Rectus sheath block is useful as part of a combined anesthetic technique for outpatients.4,5 The usual indication for this block is to provide pain relief after repair of umbilical or incisional hernias. It provides an excellent alternative to straight general anesthesia or epidural blocks for surgical procedures around the midline of the abdominal wall.

Suggested Technique

The rectus sheath block is usually performed after induction of general anesthesia for patient comfort and to reduce movement. The choice of ultrasound transducer is not critical to the success of the procedure. With the patient in supine position, an in-plane approach from the lateral side of the patient is used, with the rectus abdominis muscle imaged in short-axis view (transverse). Hand-on-needle provides excellent needle control. Tidal movement of the abdominal cavity with respiration or contraction of the abdominal wall muscles can make the procedure challenging.

The goal is to have the injected local anesthetic layer underneath the rectus abdominis muscle where the anterior intercostal nerves enter the rectus sheath. The transversalis fascia and aponeurosis of the transversus muscle form a double-layer appearance on ultrasound scans. Therefore, the needle tip and injection should be placed between the rectus abdominis muscle and the double layer that constitutes the posterior aspect of the rectus sheath. To accomplish this view, the cephalocaudad placement of the transducer should be adjusted away from tendons to allow visualization of the double layer of the transversalis fascia.

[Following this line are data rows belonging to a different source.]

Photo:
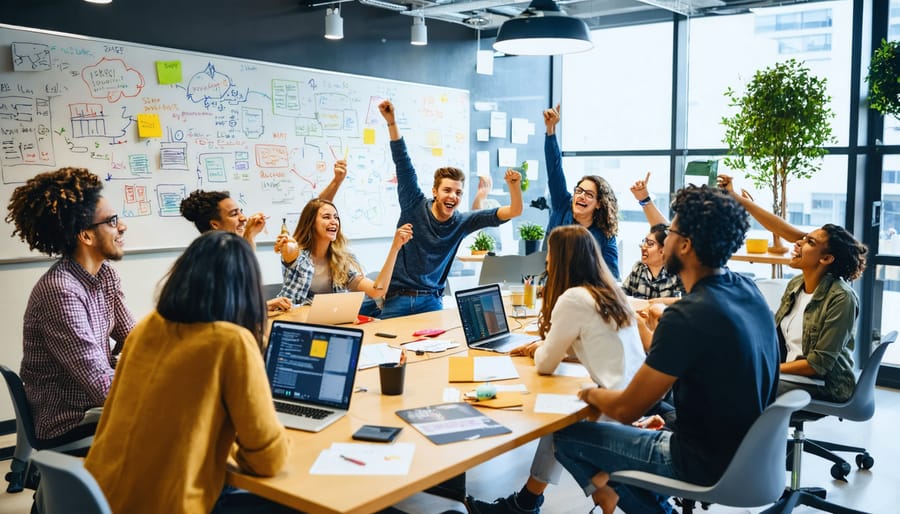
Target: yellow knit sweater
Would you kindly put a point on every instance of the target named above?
(182, 395)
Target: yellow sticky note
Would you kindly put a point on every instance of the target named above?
(149, 125)
(168, 72)
(319, 348)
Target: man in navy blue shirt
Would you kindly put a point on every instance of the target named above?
(417, 284)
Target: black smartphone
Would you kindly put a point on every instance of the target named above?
(376, 433)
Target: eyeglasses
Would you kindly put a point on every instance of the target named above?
(590, 195)
(112, 221)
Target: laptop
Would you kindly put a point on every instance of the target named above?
(311, 369)
(335, 308)
(484, 320)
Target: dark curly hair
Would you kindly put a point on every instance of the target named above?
(714, 222)
(52, 208)
(606, 218)
(849, 254)
(203, 206)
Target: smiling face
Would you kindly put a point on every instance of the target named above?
(327, 224)
(447, 196)
(231, 217)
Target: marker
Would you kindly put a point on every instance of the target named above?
(355, 461)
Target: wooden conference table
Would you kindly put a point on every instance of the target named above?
(426, 379)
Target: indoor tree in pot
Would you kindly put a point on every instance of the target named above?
(778, 133)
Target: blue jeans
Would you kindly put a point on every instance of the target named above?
(400, 305)
(586, 448)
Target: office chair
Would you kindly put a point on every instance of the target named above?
(66, 486)
(26, 439)
(755, 475)
(859, 407)
(509, 269)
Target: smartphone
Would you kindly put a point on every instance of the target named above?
(376, 433)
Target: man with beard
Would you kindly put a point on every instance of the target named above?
(77, 306)
(722, 319)
(420, 272)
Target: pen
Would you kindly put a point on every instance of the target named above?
(355, 461)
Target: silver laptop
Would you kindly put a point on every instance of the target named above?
(335, 308)
(484, 320)
(311, 369)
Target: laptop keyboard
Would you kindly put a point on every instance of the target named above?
(300, 410)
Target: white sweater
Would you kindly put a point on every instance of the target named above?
(611, 356)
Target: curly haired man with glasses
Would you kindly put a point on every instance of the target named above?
(77, 307)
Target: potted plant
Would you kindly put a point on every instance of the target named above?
(884, 79)
(778, 133)
(483, 244)
(531, 233)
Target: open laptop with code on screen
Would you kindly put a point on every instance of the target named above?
(311, 369)
(484, 320)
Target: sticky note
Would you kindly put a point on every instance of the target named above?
(318, 348)
(149, 125)
(168, 72)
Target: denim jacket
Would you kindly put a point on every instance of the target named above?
(829, 322)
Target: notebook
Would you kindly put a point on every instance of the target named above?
(335, 308)
(484, 320)
(311, 369)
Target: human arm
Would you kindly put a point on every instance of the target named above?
(642, 195)
(378, 287)
(513, 180)
(768, 220)
(340, 173)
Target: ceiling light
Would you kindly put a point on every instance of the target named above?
(334, 24)
(419, 32)
(542, 29)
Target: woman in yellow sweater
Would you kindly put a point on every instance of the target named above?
(190, 390)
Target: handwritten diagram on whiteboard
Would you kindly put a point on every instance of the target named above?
(156, 124)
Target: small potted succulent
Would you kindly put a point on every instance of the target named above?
(483, 244)
(531, 233)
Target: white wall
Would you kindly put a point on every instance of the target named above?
(140, 275)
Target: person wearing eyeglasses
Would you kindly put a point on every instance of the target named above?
(77, 307)
(592, 204)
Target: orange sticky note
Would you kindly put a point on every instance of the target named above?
(149, 125)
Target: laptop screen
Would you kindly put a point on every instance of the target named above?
(481, 312)
(312, 363)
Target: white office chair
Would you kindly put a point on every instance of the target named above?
(755, 475)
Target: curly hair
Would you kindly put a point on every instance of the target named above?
(606, 217)
(340, 260)
(849, 254)
(202, 206)
(715, 223)
(52, 208)
(574, 260)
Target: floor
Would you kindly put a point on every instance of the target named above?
(874, 491)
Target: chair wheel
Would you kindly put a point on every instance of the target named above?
(865, 461)
(840, 471)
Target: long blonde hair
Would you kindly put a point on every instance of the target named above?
(574, 260)
(340, 261)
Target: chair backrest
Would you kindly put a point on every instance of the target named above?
(66, 486)
(755, 475)
(509, 269)
(861, 404)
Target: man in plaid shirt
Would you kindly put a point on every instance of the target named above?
(77, 307)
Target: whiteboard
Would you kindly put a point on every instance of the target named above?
(158, 123)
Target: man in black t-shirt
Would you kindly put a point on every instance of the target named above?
(716, 348)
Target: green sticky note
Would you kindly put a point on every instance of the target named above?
(168, 72)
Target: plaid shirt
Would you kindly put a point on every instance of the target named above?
(67, 363)
(297, 279)
(640, 283)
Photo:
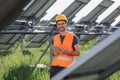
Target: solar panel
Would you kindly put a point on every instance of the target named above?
(101, 61)
(76, 6)
(118, 24)
(92, 16)
(10, 10)
(37, 40)
(38, 8)
(71, 10)
(111, 18)
(7, 40)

Because the nerves enter the sheath from the lateral side, the lateral aspect of the rectus abdominis muscle is targeted. The lateral edge of the rectus sheath is a potentially safer approach because it is over the abdominal wall muscles rather than the abdominal cavity. Injection of a small volume of local anesthetic on pullback of the needle through the rectus abdominis muscle gives more complete distributions.

Because of the compartmental nature of the rectus abdominis muscle, two or four injections are usually performed for periumbilical surgery (right and left sides, and sometimes above and below the umbilicus). About 5 to 10 mL of local anesthetic is injected per side per compartment in adult patients. Because the tendinous inscriptions of the muscles are not complete posteriorly,6 some communication between compartments is possible. If local anesthetic is observed to distribute between compartments, no further injection is necessary.

The superior and inferior epigastric arteries anastomose through a vascular network. It is unlikely that large epigastric arteries will be found in the umbilical region because the contributing vessels course from above or below. Because of the lack of underlying bone, visible arterial pulsations are difficult to elicit with probe compression during rectus sheath blocks. Power Doppler can be useful during these procedures to confirm vascular identity.

In one study, 21% of rectus sheath injections guided by traditional loss-of-resistance techniques were intraperitoneal.7 These intraperitoneal injections were detected by ultrasound imaging after initial needle placement. Although no complications were observed in this study, intraperitoneal injections are not clinically effective and presumably place patients at risk for injury.